Nearly 2.5 million Europeans signed an anti-ACTA petition presented to Parliament’s Petition Committee (PETI) Tuesday, said Alex Wilks, director of global political Web movement Avaaz, at a later press briefing. They want lawmakers to ensure their online freedoms aren’t compromised by “this clumsy international agreement,” he said. PETI Chair Ermenia Mazzoni said she’s never gotten a petition with so many signatures and will examine the documents closely. Without the new parliamentary powers gained under the Lisbon Treaty, “ACTA would be a done deal” already, Martin said. He promised lawmakers will go through it with a “fine-toothed comb” and won’t hesitate to can it if it swings too far away from civil liberties in favor of commercial interests.

Parliamentary scrutiny began later Tuesday with a debate in the Industry Committee. Recent months have seen lively debates in most EU governments and public protests, but lawmakers should be concerned about ACTA’s impact on industry, said member Amelia Andersdotter, of Sweden and the Greens/European Free Alliance, who will write ITRE’s report on the treaty. The ECJ review won’t, for example, address telecom sector worries that the document will force cooperation between private actors that could compromise net neutrality, she said. Andersdotter asked if Parliament should commission a study on how the agreement might affect e-commerce and telecom providers.

In its current form, ACTA doesn’t solve the issue it purports to address -- counterfeiting -- and raises the irrelevant topic of online copyright, said Francesco De Angelis, of Italy and the Socialists and Democrats. It will make ISPs Internet regulators, which could harm privacy rights, he said. It’s an attempt to legislate “through the back door” in areas Parliament has already rejected, he said. EU law relieves ISPs of liability for content they transmit, said Catherine Trautmann, of France and the Socialists and Democrats. But ACTA introduces the concept of criminal enforcement against individuals that could lead to airport searches of MP3 players and other invasive acts, she said. Legislators must be clear about what its text means, she said.

ACTA aims to improve access to justice for IP rights holders, not to boost IP protections as such, said an EC representative. Its standards are already enshrined in EU community law, he said.
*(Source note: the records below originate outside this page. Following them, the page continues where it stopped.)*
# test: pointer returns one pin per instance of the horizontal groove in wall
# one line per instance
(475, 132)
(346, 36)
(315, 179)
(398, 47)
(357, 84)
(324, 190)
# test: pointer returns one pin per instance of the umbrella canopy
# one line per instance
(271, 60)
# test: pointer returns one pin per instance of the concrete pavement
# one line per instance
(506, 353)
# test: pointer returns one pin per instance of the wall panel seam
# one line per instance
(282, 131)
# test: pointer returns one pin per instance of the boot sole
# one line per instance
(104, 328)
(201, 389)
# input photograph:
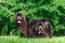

The EC wants a balanced debate uncontaminated by misinformation, particularly on copyright, which isn’t part of the trade agreement, he said. ACTA won’t stop Internet connections or create private online policing, but will coordinate Internet players in the fight against IP violations, a situation that already exists under current EU directives, he said.

INTA will have its first discussion with the EC on ACTA Wednesday, followed Thursday by a public workshop on the agreement.